I tried this nested if statement:
def identifier(row):
if ~pd.isnull(row['ISIN']):
return row['ISIN']
elif pd.isnull(row['ISIN']) & ~pd.isnull(row['CUSIP']):
return row['CUSIP']
elif pd.isnull(row['ISIN']) & pd.isnull(row['CUSIP']) & ~pd.isnull(row['SEDOL']):
return row['SEDOL']
df['ID'] = df[['SEDOL', 'CUSIP', 'ISIN']].apply(identifier, axis=1)
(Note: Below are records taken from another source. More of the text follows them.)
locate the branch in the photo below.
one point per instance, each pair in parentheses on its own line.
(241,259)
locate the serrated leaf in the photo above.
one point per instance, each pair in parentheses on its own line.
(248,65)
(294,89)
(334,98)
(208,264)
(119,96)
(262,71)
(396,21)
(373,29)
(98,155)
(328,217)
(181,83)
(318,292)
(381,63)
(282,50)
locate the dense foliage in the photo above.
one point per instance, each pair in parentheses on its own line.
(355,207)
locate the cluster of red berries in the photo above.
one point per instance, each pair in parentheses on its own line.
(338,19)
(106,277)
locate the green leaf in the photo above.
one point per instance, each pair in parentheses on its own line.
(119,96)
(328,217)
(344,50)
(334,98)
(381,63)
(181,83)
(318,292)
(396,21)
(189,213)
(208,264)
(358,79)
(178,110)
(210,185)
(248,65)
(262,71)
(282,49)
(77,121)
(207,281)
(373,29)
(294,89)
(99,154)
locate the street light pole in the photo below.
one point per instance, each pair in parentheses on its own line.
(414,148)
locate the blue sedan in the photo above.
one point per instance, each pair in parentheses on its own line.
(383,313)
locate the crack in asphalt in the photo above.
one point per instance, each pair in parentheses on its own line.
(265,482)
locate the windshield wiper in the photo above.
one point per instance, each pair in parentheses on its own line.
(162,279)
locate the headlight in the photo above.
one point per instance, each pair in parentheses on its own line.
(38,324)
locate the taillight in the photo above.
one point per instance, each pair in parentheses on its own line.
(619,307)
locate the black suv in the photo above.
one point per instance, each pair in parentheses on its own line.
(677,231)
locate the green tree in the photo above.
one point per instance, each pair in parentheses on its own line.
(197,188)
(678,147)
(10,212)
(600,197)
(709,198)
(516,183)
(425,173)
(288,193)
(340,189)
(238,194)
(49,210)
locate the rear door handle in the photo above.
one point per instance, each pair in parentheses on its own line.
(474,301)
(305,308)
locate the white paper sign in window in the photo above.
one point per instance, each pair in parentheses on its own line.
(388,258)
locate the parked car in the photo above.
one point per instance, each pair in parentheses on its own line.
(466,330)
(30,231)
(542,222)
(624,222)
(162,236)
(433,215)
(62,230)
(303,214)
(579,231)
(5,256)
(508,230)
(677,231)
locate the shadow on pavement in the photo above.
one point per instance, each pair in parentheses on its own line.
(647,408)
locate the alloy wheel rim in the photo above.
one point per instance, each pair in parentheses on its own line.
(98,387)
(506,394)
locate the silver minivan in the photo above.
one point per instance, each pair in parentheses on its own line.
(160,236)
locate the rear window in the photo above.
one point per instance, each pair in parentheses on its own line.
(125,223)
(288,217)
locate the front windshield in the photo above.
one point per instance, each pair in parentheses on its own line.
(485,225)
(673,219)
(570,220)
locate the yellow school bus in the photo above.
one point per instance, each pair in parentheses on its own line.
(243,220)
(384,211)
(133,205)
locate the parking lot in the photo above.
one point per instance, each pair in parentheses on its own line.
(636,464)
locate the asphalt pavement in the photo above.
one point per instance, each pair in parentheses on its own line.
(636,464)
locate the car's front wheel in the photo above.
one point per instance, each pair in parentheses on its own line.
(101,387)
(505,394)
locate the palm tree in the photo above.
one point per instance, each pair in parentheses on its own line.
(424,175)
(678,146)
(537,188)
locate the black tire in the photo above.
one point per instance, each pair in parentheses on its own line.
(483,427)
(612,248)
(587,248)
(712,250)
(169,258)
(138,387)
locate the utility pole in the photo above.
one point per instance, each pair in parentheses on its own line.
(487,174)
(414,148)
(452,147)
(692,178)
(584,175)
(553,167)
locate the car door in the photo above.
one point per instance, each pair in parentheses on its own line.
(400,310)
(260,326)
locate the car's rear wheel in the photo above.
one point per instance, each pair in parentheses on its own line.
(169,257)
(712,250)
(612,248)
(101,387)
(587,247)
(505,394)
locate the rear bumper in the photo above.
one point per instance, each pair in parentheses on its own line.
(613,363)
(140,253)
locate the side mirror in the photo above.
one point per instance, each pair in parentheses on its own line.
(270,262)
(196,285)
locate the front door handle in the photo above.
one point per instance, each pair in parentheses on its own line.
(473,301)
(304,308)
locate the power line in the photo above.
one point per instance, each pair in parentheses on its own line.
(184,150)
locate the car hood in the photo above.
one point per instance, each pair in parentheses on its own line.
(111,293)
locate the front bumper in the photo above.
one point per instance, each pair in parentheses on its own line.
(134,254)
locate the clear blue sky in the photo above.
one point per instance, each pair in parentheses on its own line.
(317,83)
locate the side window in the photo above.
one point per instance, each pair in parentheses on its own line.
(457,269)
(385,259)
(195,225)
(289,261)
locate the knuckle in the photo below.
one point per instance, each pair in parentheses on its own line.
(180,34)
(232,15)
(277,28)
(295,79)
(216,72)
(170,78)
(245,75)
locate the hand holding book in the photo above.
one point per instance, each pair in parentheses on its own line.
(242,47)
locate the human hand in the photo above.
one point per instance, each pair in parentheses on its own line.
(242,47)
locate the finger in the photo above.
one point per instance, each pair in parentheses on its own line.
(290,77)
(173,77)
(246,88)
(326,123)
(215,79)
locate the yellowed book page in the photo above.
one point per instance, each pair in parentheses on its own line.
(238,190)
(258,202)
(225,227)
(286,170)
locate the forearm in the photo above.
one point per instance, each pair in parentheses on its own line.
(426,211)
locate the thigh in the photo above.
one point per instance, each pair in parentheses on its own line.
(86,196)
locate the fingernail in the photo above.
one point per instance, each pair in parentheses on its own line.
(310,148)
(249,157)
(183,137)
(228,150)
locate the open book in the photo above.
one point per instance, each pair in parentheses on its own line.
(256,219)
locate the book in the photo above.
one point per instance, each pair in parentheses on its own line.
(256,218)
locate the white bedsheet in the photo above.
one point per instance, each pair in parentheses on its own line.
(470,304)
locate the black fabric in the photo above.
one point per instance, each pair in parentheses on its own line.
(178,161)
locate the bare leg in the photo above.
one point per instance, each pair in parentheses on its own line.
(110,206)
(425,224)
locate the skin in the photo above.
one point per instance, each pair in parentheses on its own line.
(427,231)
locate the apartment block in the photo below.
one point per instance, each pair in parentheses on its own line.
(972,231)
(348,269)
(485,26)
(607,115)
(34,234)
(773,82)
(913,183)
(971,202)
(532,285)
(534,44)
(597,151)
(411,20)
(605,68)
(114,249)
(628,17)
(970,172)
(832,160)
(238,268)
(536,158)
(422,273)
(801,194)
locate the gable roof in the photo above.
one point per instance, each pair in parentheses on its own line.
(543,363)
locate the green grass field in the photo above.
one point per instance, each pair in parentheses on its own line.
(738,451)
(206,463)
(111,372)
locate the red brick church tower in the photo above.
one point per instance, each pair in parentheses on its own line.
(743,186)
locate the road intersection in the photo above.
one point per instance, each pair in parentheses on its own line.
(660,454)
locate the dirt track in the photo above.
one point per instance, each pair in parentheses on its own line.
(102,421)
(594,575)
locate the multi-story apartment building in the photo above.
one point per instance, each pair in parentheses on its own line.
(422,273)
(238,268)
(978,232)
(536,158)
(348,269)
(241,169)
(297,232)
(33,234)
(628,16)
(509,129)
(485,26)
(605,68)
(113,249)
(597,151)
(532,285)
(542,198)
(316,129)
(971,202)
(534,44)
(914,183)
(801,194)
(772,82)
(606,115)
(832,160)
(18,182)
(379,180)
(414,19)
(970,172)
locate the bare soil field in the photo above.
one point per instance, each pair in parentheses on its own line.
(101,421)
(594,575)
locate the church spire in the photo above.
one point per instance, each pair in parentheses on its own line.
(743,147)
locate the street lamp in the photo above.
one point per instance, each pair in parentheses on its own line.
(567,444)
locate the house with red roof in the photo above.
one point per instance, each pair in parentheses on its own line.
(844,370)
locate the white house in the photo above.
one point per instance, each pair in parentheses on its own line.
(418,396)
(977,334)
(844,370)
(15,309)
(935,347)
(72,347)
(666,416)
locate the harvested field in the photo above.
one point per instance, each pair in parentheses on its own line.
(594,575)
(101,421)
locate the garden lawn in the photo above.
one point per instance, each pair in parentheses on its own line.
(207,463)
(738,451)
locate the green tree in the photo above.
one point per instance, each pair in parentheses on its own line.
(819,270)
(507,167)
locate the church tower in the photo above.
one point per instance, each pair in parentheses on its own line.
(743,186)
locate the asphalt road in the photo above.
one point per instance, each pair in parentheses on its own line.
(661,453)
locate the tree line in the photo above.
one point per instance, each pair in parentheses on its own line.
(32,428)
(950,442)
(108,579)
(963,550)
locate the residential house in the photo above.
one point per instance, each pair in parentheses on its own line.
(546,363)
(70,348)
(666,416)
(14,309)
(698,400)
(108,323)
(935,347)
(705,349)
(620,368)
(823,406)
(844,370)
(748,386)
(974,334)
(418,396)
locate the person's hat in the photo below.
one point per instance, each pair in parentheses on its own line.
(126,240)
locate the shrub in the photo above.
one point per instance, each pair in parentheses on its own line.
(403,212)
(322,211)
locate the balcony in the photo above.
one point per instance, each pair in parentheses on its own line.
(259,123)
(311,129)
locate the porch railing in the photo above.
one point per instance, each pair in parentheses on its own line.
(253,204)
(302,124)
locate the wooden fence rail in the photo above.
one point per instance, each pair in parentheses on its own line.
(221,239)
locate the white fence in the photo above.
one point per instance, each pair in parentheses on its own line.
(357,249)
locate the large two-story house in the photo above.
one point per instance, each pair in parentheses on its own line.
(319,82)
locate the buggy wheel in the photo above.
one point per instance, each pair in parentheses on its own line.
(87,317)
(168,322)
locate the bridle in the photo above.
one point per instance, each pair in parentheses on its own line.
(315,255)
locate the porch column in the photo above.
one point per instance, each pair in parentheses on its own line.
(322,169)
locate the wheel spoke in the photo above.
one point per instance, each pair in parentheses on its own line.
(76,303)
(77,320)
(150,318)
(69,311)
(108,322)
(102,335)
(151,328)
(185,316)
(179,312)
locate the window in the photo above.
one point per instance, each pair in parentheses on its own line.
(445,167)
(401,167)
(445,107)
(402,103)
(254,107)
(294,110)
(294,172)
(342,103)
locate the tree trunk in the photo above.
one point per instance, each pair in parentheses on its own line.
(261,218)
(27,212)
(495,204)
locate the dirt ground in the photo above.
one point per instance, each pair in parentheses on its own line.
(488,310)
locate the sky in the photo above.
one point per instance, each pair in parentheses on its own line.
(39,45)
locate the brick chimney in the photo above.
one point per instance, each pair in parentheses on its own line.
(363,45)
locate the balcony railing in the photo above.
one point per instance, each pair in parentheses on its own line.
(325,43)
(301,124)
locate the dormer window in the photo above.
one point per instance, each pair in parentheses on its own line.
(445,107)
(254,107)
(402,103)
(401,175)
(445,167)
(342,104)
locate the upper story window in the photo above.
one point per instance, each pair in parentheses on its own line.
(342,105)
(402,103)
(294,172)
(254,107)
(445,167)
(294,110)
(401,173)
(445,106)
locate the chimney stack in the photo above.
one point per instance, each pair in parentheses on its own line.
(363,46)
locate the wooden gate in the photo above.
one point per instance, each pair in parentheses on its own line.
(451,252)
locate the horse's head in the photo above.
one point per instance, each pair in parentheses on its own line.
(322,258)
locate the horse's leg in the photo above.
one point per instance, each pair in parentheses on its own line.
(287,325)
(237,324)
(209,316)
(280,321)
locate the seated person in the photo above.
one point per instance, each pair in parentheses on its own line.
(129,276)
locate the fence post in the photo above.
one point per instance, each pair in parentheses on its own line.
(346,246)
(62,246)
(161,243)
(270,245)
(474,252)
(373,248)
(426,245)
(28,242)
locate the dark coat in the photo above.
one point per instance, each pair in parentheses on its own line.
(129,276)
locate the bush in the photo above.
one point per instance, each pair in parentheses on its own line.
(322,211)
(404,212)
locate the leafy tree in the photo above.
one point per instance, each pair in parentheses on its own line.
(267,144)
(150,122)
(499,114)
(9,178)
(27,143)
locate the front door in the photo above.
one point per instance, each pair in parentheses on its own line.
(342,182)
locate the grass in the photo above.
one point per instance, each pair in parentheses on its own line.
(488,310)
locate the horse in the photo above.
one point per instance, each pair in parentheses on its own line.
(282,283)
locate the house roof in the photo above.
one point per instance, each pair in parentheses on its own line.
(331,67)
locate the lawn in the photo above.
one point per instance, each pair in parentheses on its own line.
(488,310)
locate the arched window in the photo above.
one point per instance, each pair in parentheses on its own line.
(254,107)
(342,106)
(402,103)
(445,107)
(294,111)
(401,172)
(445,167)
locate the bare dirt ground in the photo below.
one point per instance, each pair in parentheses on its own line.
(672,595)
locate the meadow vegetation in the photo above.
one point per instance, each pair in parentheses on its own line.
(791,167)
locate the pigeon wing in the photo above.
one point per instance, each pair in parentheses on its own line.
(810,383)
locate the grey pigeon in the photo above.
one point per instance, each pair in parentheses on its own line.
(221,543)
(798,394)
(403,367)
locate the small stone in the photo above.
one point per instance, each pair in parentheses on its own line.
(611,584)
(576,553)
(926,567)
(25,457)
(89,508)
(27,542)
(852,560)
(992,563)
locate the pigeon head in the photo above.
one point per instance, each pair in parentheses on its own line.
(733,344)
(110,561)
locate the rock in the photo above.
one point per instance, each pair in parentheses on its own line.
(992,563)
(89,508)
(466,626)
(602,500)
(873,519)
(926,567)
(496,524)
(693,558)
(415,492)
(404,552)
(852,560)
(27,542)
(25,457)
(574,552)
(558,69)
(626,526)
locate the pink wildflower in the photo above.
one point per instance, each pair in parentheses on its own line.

Which returned bad output in the ID column for the last 2 entries.
ISIN CUSIP SEDOL ID
0 ISIN1 CUSIP1 SEDOL1 ISIN1
1 ISIN2 NaN NaN ISIN2
2 NaN CUSIP3 SEDOL3 NaN
3 NaN NaN SEDOL4 NaN
My expected output is this:
ISIN CUSIP SEDOL ID
0 ISIN1 CUSIP1 SEDOL1 ISIN1
1 ISIN2 NaN NaN ISIN2
2 NaN CUSIP3 SEDOL3 CUSIP3
3 NaN NaN SEDOL4 SEDOL4
Hope i've explained that well. Note that 'ISIN' is a string. There is no use of the .isin function in my code. Thank you in advance.